Tevita Vaʻenuku
- Born: December 27, 1967 (age 58) Tonga
- Height: 5 ft 9 in (175 cm)
- Weight: 176 lb (80 kg)
- School: Tupou College
- Occupation: Police officer

Rugby union career
- Position: Wing

Senior career
- Years: Team / Apps / (Points)
- 1991-1994: Police
- 1994-1995: Kolofo'ou

International career
- Years: Team / Apps / (Points)
- 1991-1995: Tonga / 15 / (24)

= Tevita Vaʻenuku =

Tongan rugby union player

Tevita Vaʻenuku (born 27 December 1967) is a Tongan former rugby union player. He played as wing.

==Career==
Vaʻenuku debuted for Tonga on 28 May 1991, against Samoa in Nuku'alofa.
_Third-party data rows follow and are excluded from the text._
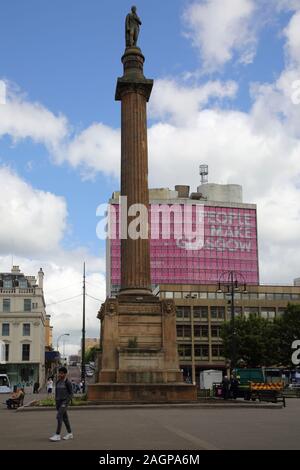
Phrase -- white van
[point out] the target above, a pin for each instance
(4, 384)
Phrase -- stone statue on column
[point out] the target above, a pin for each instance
(132, 27)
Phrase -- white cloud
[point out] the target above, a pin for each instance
(180, 104)
(97, 148)
(292, 33)
(21, 119)
(289, 5)
(32, 221)
(222, 28)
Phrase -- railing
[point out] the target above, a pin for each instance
(17, 290)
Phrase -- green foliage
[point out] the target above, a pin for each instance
(260, 342)
(78, 401)
(286, 330)
(132, 343)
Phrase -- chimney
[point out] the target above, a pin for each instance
(15, 270)
(183, 191)
(41, 278)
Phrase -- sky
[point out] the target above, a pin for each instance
(226, 93)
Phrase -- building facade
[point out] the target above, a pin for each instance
(48, 333)
(23, 327)
(222, 227)
(201, 310)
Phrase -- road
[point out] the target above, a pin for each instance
(157, 429)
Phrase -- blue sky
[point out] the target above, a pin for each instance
(66, 55)
(225, 65)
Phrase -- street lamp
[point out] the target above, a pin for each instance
(230, 279)
(57, 342)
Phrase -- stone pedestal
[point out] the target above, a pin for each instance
(139, 359)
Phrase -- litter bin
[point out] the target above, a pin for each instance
(218, 390)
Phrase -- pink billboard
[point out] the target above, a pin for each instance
(229, 244)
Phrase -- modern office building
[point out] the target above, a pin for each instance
(201, 311)
(23, 322)
(194, 237)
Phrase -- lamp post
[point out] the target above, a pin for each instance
(230, 280)
(57, 341)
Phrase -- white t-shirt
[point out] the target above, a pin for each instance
(49, 384)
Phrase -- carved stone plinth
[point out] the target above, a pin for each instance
(139, 348)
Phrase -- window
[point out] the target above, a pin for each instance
(183, 312)
(237, 312)
(7, 283)
(201, 313)
(202, 295)
(215, 331)
(270, 296)
(23, 284)
(201, 351)
(6, 305)
(281, 312)
(177, 295)
(25, 352)
(184, 331)
(217, 313)
(220, 295)
(217, 351)
(268, 313)
(185, 351)
(5, 329)
(27, 305)
(201, 331)
(26, 329)
(6, 352)
(250, 311)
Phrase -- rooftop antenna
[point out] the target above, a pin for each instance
(204, 174)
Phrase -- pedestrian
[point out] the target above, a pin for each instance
(234, 387)
(49, 386)
(63, 397)
(225, 387)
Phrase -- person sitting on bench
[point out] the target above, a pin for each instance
(16, 398)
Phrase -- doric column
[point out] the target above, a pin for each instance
(134, 90)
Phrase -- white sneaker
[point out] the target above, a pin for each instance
(55, 437)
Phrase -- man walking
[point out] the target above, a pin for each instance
(63, 396)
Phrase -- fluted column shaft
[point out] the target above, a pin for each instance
(133, 90)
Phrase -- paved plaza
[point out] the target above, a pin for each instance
(156, 429)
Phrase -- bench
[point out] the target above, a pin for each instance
(273, 396)
(14, 403)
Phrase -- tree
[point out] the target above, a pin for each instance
(286, 330)
(252, 339)
(260, 342)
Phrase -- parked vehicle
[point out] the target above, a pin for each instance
(4, 384)
(210, 377)
(253, 385)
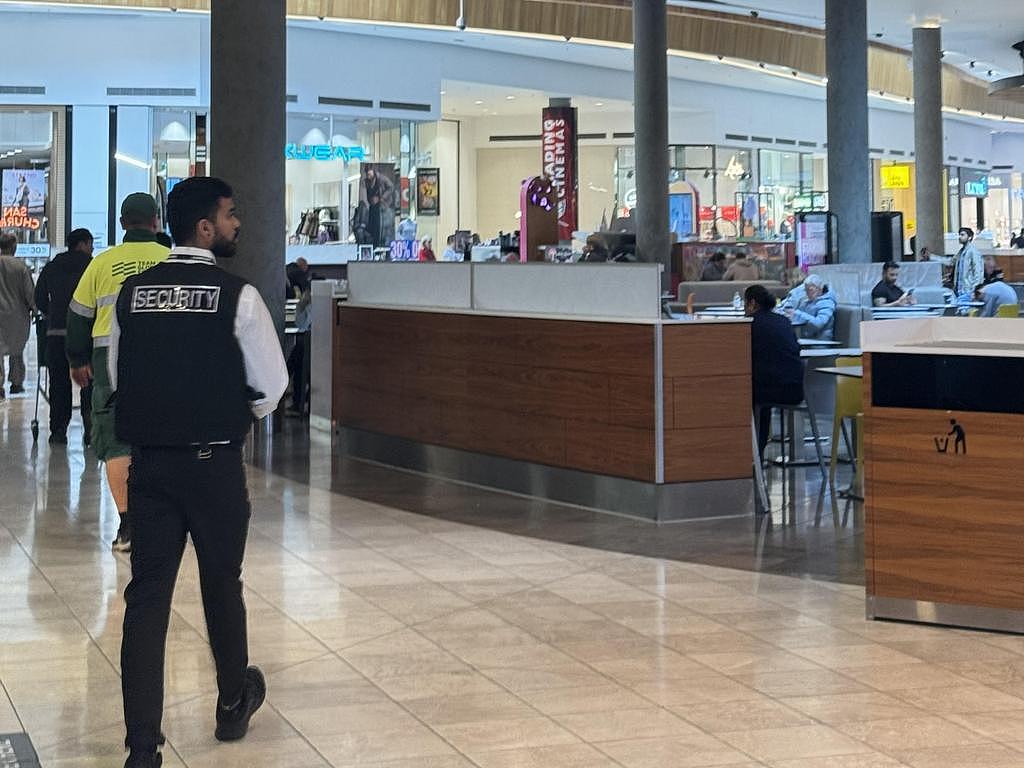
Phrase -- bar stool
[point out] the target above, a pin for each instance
(849, 404)
(1008, 310)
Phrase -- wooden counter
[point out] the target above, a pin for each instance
(566, 393)
(944, 522)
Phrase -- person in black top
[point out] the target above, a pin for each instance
(887, 293)
(776, 370)
(194, 356)
(715, 268)
(54, 288)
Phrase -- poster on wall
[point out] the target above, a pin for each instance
(812, 240)
(23, 200)
(378, 205)
(560, 165)
(428, 192)
(681, 215)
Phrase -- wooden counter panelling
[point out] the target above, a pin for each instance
(707, 401)
(570, 394)
(943, 527)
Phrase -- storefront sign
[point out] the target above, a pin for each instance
(734, 169)
(895, 177)
(23, 200)
(428, 192)
(559, 154)
(977, 187)
(17, 218)
(33, 250)
(324, 153)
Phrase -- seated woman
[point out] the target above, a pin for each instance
(815, 313)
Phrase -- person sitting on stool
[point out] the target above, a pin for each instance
(194, 356)
(776, 370)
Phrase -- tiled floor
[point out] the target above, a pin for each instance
(401, 640)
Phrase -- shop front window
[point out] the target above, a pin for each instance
(173, 151)
(626, 184)
(693, 168)
(31, 181)
(785, 187)
(953, 200)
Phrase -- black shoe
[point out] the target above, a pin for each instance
(232, 723)
(122, 543)
(137, 759)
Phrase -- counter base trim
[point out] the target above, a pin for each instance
(948, 614)
(657, 503)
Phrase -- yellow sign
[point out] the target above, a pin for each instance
(895, 177)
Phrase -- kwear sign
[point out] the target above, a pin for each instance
(560, 165)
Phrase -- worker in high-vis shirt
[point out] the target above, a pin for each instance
(89, 320)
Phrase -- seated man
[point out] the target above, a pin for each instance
(887, 293)
(715, 268)
(776, 370)
(742, 268)
(994, 292)
(815, 313)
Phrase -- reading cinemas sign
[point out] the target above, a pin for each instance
(559, 147)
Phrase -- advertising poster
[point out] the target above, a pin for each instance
(23, 200)
(378, 206)
(428, 192)
(560, 165)
(812, 241)
(681, 215)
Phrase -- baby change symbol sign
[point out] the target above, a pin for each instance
(958, 436)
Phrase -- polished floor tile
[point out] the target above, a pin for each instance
(409, 623)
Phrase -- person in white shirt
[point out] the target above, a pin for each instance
(450, 253)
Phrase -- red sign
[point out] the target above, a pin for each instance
(16, 217)
(559, 155)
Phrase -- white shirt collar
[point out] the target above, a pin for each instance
(194, 254)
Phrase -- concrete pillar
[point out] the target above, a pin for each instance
(650, 72)
(248, 61)
(849, 161)
(928, 137)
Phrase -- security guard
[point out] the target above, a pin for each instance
(194, 356)
(89, 318)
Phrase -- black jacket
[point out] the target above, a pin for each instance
(55, 287)
(776, 368)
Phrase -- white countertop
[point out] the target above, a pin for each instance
(564, 317)
(988, 337)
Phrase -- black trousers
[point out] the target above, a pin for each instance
(298, 368)
(173, 493)
(776, 395)
(56, 361)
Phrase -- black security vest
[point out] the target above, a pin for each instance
(181, 378)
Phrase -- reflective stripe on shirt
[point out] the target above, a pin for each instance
(82, 309)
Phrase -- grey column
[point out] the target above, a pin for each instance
(849, 159)
(248, 62)
(650, 65)
(928, 137)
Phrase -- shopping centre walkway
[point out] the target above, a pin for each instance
(475, 635)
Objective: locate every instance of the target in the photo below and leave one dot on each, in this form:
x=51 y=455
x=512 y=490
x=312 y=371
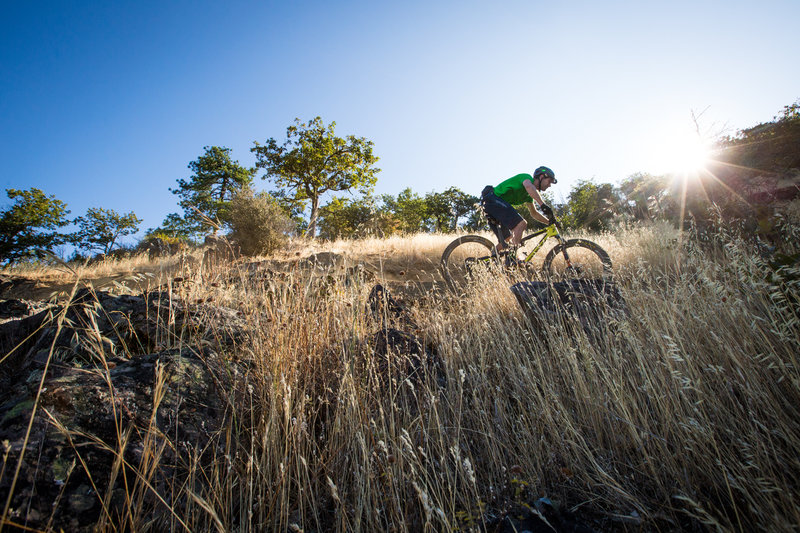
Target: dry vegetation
x=685 y=418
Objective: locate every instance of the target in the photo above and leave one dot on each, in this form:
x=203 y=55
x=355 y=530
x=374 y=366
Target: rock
x=401 y=353
x=540 y=517
x=15 y=308
x=85 y=418
x=97 y=323
x=594 y=303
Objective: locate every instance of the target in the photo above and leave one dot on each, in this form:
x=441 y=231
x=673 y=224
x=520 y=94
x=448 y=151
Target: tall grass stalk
x=683 y=414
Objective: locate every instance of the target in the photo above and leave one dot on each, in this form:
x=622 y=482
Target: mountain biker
x=497 y=202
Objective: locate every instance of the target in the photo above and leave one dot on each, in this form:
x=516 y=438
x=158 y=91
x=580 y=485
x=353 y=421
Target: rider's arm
x=536 y=198
x=537 y=215
x=533 y=192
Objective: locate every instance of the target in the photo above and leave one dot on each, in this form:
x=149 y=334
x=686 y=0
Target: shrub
x=258 y=224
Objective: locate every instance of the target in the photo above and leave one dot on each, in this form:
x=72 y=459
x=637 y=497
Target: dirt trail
x=403 y=274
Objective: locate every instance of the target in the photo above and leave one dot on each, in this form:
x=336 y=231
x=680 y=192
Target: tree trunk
x=312 y=221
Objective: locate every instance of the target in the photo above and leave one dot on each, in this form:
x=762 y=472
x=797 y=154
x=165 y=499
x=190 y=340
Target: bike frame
x=548 y=232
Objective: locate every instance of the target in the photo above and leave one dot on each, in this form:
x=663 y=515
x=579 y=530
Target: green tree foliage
x=30 y=224
x=772 y=147
x=100 y=229
x=313 y=161
x=446 y=208
x=207 y=194
x=591 y=206
x=174 y=229
x=645 y=195
x=409 y=209
x=258 y=223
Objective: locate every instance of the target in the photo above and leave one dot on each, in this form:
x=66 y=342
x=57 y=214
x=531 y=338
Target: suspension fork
x=563 y=241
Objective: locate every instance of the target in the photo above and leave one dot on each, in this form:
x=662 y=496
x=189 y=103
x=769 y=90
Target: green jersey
x=513 y=191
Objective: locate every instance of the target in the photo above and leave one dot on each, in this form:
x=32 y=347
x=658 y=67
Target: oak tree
x=313 y=160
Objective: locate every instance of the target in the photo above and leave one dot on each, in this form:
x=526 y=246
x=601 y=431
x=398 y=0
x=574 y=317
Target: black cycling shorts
x=500 y=210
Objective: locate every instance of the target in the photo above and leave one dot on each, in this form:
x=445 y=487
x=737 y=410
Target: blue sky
x=103 y=104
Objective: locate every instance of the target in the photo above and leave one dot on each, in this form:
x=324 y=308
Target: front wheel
x=577 y=259
x=464 y=258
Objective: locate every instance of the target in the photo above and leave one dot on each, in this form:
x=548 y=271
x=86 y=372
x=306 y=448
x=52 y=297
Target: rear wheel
x=577 y=259
x=466 y=258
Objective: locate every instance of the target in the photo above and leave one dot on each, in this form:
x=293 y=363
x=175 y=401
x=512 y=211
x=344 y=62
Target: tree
x=101 y=228
x=208 y=192
x=174 y=228
x=31 y=224
x=645 y=195
x=258 y=224
x=591 y=206
x=409 y=208
x=313 y=161
x=446 y=208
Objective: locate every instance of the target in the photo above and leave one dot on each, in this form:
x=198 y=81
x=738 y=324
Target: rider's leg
x=516 y=233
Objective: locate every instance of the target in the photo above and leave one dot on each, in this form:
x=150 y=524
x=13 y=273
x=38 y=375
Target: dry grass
x=684 y=418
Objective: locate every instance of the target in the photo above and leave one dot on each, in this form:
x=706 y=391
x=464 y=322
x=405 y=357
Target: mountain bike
x=466 y=257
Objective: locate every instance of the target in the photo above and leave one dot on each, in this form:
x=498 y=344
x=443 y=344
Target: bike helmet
x=544 y=172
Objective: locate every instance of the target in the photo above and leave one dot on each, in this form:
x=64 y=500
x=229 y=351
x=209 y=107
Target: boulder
x=158 y=412
x=400 y=351
x=98 y=324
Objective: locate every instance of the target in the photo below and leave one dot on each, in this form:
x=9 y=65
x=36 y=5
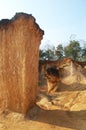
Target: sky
x=61 y=20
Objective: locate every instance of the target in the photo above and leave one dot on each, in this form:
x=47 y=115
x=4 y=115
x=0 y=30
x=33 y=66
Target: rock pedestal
x=20 y=38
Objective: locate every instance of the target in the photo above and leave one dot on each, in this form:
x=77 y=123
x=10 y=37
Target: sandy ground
x=65 y=110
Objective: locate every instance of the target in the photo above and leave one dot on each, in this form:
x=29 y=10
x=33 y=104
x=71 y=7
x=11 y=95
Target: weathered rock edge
x=20 y=38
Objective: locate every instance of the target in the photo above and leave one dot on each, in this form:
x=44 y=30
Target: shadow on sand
x=68 y=119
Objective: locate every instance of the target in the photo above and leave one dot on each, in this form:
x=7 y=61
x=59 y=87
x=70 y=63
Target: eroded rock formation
x=20 y=38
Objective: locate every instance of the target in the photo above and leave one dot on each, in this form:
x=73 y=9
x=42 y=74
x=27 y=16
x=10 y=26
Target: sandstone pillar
x=19 y=50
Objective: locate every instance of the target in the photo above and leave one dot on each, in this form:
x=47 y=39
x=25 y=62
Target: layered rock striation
x=20 y=38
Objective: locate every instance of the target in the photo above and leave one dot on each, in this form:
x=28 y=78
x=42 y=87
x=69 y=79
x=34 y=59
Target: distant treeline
x=72 y=50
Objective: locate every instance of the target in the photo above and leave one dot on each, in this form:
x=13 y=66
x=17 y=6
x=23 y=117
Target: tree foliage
x=72 y=50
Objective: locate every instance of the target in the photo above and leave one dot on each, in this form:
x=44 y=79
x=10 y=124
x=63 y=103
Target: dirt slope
x=65 y=110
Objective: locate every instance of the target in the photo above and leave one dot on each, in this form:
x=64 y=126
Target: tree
x=73 y=50
x=84 y=53
x=59 y=51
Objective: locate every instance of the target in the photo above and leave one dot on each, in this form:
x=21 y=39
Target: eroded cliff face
x=20 y=38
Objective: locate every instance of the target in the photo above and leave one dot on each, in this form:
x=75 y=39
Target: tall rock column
x=20 y=38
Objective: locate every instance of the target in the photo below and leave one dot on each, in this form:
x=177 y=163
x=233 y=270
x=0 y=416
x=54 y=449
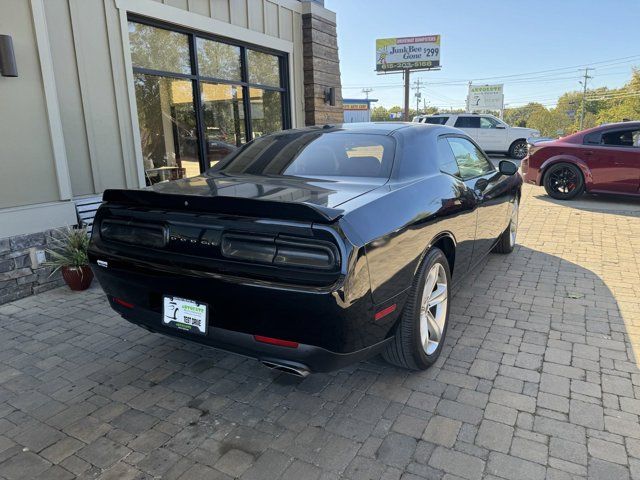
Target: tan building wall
x=69 y=124
x=82 y=137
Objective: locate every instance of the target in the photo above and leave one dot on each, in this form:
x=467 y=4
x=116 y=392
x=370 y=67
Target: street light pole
x=584 y=95
x=407 y=86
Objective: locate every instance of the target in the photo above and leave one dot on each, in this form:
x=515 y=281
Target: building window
x=199 y=97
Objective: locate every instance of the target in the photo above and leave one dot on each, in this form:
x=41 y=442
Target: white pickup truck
x=491 y=133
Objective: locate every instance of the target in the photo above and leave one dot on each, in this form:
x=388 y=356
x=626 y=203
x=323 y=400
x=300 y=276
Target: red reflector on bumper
x=119 y=301
x=385 y=311
x=276 y=341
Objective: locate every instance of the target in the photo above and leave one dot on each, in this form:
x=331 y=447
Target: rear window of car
x=621 y=138
x=314 y=154
x=467 y=122
x=436 y=120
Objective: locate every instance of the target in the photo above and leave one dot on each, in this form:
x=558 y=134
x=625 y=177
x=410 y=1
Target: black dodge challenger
x=310 y=249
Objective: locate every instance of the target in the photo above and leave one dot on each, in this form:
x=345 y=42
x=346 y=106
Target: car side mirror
x=481 y=184
x=507 y=168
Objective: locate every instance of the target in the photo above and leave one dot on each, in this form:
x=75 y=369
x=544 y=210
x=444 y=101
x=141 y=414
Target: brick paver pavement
x=539 y=379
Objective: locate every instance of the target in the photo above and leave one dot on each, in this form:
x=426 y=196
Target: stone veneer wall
x=321 y=70
x=18 y=276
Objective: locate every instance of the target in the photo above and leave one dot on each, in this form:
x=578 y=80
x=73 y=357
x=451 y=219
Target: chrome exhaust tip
x=298 y=371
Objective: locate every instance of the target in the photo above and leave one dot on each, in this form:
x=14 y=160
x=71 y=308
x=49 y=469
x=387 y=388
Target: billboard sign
x=355 y=106
x=412 y=53
x=485 y=97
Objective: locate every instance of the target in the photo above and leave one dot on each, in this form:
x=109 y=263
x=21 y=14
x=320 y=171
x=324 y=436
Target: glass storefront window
x=199 y=98
x=218 y=60
x=266 y=111
x=167 y=127
x=263 y=68
x=159 y=49
x=223 y=113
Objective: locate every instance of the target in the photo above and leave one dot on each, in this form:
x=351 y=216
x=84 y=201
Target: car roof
x=375 y=128
x=459 y=114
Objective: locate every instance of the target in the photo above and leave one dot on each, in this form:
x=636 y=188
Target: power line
x=532 y=75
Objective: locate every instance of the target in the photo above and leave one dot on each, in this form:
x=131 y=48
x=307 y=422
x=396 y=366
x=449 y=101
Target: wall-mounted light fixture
x=8 y=66
x=330 y=96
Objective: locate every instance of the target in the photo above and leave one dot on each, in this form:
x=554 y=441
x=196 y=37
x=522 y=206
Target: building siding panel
x=92 y=48
x=286 y=24
x=256 y=16
x=201 y=7
x=239 y=12
x=220 y=10
x=69 y=97
x=27 y=171
x=271 y=19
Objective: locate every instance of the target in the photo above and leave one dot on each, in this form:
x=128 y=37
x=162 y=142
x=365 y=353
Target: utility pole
x=584 y=95
x=418 y=95
x=407 y=88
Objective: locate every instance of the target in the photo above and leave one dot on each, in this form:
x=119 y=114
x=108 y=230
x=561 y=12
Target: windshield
x=314 y=154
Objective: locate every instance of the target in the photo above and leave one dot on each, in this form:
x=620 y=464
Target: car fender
x=564 y=158
x=434 y=240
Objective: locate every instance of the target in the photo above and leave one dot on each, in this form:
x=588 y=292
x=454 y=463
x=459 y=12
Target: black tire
x=406 y=349
x=518 y=149
x=563 y=181
x=507 y=240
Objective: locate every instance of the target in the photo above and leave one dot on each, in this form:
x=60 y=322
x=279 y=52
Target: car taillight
x=133 y=233
x=282 y=250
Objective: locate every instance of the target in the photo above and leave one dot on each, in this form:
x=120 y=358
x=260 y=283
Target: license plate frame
x=185 y=315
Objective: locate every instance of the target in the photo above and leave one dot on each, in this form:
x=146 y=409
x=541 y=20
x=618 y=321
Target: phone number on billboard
x=402 y=65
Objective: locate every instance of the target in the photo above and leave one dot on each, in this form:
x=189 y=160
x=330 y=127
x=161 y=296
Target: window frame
x=197 y=79
x=484 y=155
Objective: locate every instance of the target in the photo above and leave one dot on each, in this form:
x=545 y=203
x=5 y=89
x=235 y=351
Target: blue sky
x=491 y=38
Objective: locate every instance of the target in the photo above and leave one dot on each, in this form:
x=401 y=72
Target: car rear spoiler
x=227 y=205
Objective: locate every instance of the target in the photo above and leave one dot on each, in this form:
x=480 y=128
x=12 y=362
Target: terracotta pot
x=78 y=278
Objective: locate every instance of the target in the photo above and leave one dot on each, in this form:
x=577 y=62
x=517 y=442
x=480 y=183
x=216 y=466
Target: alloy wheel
x=563 y=180
x=433 y=308
x=520 y=150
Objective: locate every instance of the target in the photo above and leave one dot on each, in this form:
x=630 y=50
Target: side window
x=621 y=138
x=436 y=120
x=470 y=159
x=446 y=160
x=488 y=122
x=467 y=122
x=592 y=139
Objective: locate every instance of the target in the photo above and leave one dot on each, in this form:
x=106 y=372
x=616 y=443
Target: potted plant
x=69 y=255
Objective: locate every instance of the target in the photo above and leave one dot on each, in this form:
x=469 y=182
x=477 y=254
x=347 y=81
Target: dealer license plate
x=186 y=315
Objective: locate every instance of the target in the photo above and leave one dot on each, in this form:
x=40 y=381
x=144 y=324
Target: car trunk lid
x=293 y=198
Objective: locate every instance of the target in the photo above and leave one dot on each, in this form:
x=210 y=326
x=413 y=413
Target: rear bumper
x=330 y=331
x=303 y=357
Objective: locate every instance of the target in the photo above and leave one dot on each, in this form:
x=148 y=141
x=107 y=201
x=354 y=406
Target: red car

He was also part of the Tonga national team in the 1995 Rugby World Cup, playing all the three pool stage matches, scoring a try against France in Pretoria. His last cap for Tonga was during the third pool stage match against Ivory Coast in Rustenburg. Vaʻenuku was also part of the 1993 and 1997 Rugby World Cup Sevens squads.
In 2005, Vaʻenuku was part of the Ikale Tahi management team, along with Sione Petelo, Nafe Tufui and Semi Taupeaafe.